Once I got past that re-assembly hurdle the CD X was back to full functionality again.





















Beomaster 2400: Reassembly and First Play

The Beomaster 2400 lamps all function. The power supplies are good and the no-load current adjustment is complete.






































Note that the phono jack on this Beomaster 2400 is the 7-pin DIN type plug. It supports the Beogram 4004 remote control connections.

This Beomaster 2400 had a couple of shoddy left and right cabinet trim pieces. I found a couple of good ones, did some light sanding and applied some boiled linseed oil.



















Before I attach the tone controls and FM tuning panel and before I attach the bottom plate there are a couple of service manual adjustments I need to complete. There is an FM1 tuning voltage adjustment and an FM5 tuning voltage adjustment. In both procedures a trimmer is adjusted while monitoring the DC voltage at 4TP1. The measured voltage level in both adjustments should be 4.7VDC with the tuner at the 88MHz stop.

























When I attached the Beomaster 2400 bottom plate I also had to replace the four plastic feet. All of the Beomaster 1900 and 2400 units I have encountered so far all have deteriorated (or missing) cabinet feet. Fortunately Martin Olsen can source these.






































Now for a quick play test. I connected an iPod Nano to the Tape 1 DIN input and my FM antenna cable to the Beomaster 2400 antenna jack. I am currently out of functioning Beogram 4004 turntables so I will have to wait to test that.
























As you can see from the photos I also checked out the Beomaster 2400 remote control. The receiver works and sounds great.

I will let it run for a while to burn it in before I hook up my dummy load resistors to run some performance checks.

This is the fun part.

Wednesday, January 1, 2020

Beomaster 2400: Power Supply Checks and No-Load Current Adjustment

The lamps are now all replaced and tested.  I am ready to move on to the power supply checks.

First however, I installed the Beomaster 2400 control panel and rechecked the operation of the touch buttons and lamps.
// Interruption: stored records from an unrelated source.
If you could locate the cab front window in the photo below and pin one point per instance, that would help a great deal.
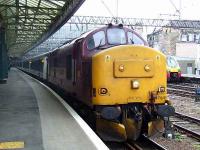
(134, 39)
(97, 39)
(116, 36)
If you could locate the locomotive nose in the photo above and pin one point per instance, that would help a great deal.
(130, 74)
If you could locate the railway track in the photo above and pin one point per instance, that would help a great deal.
(183, 89)
(188, 125)
(144, 143)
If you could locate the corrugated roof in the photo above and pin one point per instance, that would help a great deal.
(29, 22)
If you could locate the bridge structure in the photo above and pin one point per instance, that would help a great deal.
(77, 25)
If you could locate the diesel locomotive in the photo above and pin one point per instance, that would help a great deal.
(113, 71)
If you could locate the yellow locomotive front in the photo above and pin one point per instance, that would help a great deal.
(129, 92)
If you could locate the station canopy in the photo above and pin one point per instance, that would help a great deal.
(28, 23)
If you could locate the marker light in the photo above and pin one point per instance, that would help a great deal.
(135, 84)
(161, 89)
(147, 68)
(121, 68)
(103, 91)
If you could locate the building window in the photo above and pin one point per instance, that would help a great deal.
(69, 67)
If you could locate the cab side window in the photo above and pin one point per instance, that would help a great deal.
(134, 39)
(97, 39)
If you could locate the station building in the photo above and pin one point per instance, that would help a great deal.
(182, 43)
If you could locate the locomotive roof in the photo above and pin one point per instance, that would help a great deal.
(84, 35)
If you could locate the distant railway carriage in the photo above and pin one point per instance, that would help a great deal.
(112, 71)
(173, 69)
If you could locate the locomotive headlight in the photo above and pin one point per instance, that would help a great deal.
(161, 89)
(121, 68)
(135, 84)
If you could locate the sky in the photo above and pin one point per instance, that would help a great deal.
(190, 9)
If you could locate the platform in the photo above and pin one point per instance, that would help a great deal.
(34, 117)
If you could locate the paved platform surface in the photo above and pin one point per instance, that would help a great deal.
(32, 114)
(191, 76)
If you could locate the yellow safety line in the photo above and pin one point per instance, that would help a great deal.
(11, 145)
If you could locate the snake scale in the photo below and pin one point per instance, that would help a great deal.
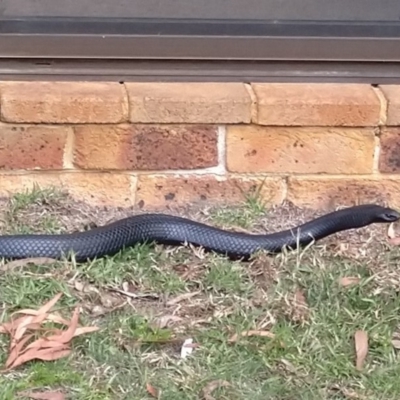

This panel is sometimes tricky to install as there is a spring contact for each of the touch control buttons.  Those must all align properly to their metal posts.

Here are photos of those checks. Note that the color of the indicator lamps isn't accurate to how they actually appear in person. It is always difficult to capture lighting pictures and still have enough light to see the audio component in the photo.























































































...and finally...Standby






















Now for the voltage checks.

First is the +15VDC power.  Here is the +15V supply reservoir capacitor. 22V at the reservoir capacitor is a good value. Next is to adjust the output of the +15VDC regulator.






















The service manual says to use the 2R151 trimmer to set the +15VDC supply to +15.0V making the measurement at 2TP15.






















No problems adjusting that. Now to measure the Beomaster 2400 ±31VDC supplies. I measured those voltages at the two large 5000uF reservoir capacitors (0C7 and 0C8).























I have a couple of wires connected to the test points for the Beomaster 2400 no-load current adjustments.  The space is too cramped to easily attach measurement probes across the emitter resistors (2R256 and 2R356) for this adjustment so I like to temporarily solder some test wires for the no-load adjustment. Both channels easily dialed in to the service manual stated 12mA with the multi-turn trimmers I installed earlier.























Everything tested good so I can finish up the re-assembly of this Beomaster 2400 unit.